Race should play no role in justice but shamefully in Britain it now does

It is no longer possible to deny that in the land of Magna Carta, Habeas Corpus and the Bill of Rights we have differential policing and justice. The law is no longer blind, and now treats criminals differently depending on their religious beliefs, ethnicity and sexuality.
The sentencing guidelines published last week explicitly instruct judges that a pre-sentence report “will normally be considered necessary” if a perpetrator of a crime is “from an ethnic minority, cultural minority and/or faith minority community”, female, transgender, or a drug addict, or a victim of modern slavery, trafficking or exploitation.
Pre-sentence reports are used by courts to find mitigating circumstances that can lead judges to avoid custodial sentences, and impose suspended sentences and community punishments instead.

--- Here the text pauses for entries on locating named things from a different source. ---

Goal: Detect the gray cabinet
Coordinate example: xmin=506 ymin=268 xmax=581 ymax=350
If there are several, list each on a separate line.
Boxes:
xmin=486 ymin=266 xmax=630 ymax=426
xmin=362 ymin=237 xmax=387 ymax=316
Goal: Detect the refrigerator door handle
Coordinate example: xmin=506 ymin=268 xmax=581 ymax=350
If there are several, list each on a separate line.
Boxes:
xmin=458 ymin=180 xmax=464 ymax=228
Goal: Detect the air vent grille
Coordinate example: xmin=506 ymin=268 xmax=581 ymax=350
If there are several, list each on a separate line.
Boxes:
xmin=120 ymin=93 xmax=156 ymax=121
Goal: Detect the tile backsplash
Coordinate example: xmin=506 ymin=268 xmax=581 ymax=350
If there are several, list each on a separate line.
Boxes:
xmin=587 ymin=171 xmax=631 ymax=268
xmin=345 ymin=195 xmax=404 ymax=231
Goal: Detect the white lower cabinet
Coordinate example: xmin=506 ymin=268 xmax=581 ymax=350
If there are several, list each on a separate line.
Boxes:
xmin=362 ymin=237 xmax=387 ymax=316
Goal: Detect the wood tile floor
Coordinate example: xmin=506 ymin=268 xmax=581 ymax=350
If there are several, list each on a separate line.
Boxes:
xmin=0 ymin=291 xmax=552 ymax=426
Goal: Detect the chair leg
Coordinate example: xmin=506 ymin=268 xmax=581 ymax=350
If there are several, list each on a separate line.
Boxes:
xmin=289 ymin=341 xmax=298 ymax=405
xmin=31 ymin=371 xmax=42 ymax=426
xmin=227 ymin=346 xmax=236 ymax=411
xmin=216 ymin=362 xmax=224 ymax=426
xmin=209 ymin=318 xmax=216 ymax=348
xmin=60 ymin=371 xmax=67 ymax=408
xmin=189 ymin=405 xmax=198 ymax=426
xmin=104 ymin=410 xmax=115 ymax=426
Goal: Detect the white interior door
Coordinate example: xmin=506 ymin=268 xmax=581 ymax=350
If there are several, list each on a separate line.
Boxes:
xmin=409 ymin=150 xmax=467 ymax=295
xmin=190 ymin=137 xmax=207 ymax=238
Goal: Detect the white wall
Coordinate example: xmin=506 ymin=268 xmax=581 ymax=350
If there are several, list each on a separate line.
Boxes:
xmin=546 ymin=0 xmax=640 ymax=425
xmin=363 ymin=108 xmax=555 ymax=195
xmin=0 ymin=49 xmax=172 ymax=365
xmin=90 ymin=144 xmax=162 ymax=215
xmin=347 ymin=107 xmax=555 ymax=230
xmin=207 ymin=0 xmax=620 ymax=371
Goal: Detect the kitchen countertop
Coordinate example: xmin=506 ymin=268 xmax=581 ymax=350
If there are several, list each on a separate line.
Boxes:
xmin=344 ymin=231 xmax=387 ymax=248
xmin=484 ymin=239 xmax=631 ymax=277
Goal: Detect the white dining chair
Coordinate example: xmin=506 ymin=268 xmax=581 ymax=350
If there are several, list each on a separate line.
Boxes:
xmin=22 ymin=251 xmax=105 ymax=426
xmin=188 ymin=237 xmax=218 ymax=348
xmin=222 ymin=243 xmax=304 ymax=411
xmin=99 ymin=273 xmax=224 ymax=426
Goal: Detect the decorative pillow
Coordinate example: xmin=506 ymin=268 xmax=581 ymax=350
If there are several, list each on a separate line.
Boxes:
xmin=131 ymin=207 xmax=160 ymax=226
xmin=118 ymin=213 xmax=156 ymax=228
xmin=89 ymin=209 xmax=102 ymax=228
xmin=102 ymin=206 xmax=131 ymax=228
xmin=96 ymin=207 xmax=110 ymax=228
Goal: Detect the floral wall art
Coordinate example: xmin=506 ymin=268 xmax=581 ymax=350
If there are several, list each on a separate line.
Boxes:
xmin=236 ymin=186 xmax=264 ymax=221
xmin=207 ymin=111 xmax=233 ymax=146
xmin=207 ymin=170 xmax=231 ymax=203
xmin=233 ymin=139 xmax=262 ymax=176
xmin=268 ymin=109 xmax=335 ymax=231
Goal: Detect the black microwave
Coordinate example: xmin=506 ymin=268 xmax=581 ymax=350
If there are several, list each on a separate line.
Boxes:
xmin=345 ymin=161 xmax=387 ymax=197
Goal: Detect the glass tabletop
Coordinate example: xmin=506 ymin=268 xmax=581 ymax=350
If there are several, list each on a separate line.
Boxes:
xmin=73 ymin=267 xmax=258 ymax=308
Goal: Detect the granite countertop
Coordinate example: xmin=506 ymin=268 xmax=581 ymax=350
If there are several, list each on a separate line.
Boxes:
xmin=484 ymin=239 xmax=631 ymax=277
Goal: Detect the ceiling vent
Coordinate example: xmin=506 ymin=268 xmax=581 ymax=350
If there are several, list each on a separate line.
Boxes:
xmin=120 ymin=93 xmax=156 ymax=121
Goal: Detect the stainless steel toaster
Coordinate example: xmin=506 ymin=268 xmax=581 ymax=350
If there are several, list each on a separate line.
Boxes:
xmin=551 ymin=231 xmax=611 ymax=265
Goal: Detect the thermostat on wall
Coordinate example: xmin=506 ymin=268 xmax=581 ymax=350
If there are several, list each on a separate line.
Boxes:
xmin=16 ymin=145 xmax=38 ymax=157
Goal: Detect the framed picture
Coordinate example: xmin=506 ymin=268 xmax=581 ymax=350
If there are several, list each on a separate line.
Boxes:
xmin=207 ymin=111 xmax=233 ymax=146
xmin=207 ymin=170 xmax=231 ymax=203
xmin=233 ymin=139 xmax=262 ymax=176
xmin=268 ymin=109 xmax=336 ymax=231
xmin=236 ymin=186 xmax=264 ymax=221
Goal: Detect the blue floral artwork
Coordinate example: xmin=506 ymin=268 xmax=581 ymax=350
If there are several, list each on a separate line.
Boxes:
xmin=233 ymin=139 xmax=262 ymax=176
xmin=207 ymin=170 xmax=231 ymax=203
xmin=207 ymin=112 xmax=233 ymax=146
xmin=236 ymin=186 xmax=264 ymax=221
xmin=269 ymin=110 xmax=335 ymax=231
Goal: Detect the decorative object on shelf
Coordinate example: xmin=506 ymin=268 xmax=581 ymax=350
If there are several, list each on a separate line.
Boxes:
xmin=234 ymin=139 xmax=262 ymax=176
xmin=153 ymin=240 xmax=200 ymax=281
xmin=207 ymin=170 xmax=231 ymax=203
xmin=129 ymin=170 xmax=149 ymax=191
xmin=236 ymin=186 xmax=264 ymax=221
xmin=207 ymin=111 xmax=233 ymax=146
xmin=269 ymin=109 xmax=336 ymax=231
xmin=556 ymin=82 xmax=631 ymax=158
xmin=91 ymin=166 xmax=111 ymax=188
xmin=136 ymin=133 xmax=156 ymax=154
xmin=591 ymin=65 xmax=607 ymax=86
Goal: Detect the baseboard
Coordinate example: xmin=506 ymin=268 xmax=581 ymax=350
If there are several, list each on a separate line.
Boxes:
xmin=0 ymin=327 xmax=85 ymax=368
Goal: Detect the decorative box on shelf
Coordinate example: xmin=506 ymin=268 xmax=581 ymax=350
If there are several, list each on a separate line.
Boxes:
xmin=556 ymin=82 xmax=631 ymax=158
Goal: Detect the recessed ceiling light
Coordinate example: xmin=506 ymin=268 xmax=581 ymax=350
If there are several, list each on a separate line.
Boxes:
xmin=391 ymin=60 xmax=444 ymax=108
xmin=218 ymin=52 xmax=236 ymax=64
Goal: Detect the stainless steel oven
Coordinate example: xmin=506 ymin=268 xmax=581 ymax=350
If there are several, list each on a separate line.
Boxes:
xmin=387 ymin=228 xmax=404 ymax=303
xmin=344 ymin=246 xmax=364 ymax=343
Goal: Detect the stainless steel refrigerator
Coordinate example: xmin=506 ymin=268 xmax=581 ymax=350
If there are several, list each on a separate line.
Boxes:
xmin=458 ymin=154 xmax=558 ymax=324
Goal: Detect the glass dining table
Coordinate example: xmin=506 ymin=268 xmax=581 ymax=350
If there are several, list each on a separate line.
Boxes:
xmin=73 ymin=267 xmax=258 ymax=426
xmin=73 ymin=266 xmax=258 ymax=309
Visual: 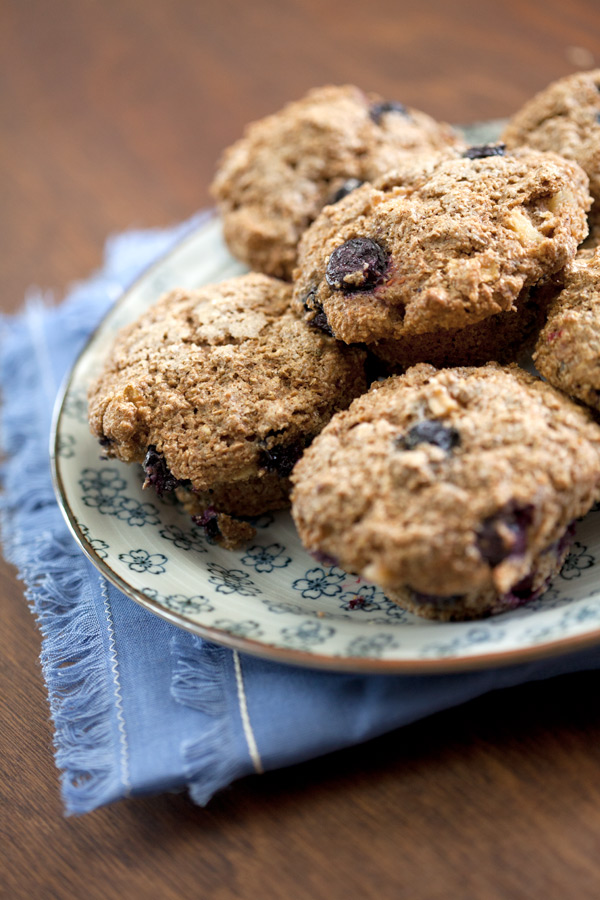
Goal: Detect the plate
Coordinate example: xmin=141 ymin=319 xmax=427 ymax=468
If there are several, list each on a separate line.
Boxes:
xmin=51 ymin=126 xmax=600 ymax=673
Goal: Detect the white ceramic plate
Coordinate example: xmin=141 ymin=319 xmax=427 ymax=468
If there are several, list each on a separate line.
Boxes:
xmin=52 ymin=133 xmax=600 ymax=673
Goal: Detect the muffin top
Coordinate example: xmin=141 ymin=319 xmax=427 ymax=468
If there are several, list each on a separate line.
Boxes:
xmin=89 ymin=274 xmax=366 ymax=490
xmin=533 ymin=249 xmax=600 ymax=410
xmin=292 ymin=364 xmax=600 ymax=597
xmin=294 ymin=144 xmax=590 ymax=343
xmin=212 ymin=85 xmax=459 ymax=279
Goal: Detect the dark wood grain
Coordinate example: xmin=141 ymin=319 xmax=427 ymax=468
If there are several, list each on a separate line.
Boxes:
xmin=0 ymin=0 xmax=600 ymax=900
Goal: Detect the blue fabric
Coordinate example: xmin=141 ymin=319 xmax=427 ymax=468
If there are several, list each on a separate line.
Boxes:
xmin=0 ymin=217 xmax=600 ymax=813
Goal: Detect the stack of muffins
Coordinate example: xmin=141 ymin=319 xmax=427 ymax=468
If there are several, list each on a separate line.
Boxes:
xmin=89 ymin=70 xmax=600 ymax=620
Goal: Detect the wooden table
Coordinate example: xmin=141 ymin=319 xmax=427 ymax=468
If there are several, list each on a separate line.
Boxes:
xmin=0 ymin=0 xmax=600 ymax=900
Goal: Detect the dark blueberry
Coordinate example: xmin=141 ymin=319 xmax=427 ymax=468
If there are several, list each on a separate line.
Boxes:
xmin=463 ymin=144 xmax=506 ymax=159
xmin=302 ymin=288 xmax=334 ymax=337
xmin=396 ymin=419 xmax=460 ymax=453
xmin=329 ymin=178 xmax=364 ymax=203
xmin=142 ymin=445 xmax=182 ymax=497
xmin=476 ymin=503 xmax=534 ymax=567
xmin=369 ymin=100 xmax=409 ymax=125
xmin=258 ymin=443 xmax=304 ymax=478
xmin=310 ymin=550 xmax=339 ymax=566
xmin=192 ymin=506 xmax=221 ymax=541
xmin=325 ymin=237 xmax=388 ymax=292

And these guidelines are clear: minorities should receive lesser punishments than white people, especially white men. The provisions about slavery, trafficking and exploitation are an invitation for lawyers to help illegal immigrants to escape the reach of the law.
This is not the first official direction to tell judges to put identity politics before the once-sacred principle of equality before the law. Last July, the Judicial College published the Equal Treatment Bench Book, which quotes approvingly a US Supreme Court judge saying, “in order to treat some persons equally, we must treat them differently”.
Putting this principle into practice, the Bench Book warns for example that “the family impact of custodial sentences [is] particularly acute for black mothers” because black families are more likely to have lone parents.
For women who wear the burqa, the Bench Book says it is a “balancing exercise” to determine whether a judge can ask that the veil should be removed. It says, “the identity of a defendant can be established in private without requiring removal” and it expresses scepticism about “deciding credibility from the appearance and demeanour” of a witness or defendant.
The Bench Book has a whole section on “Islamophobia”, a concocted concept eliding ideas of blasphemy and criticism of individual Muslims with racism. And it endorses statements by the Muslim Council of Britain (MCB), as well as the definition of Islamophobia produced in a report by a cross-party group of MPs.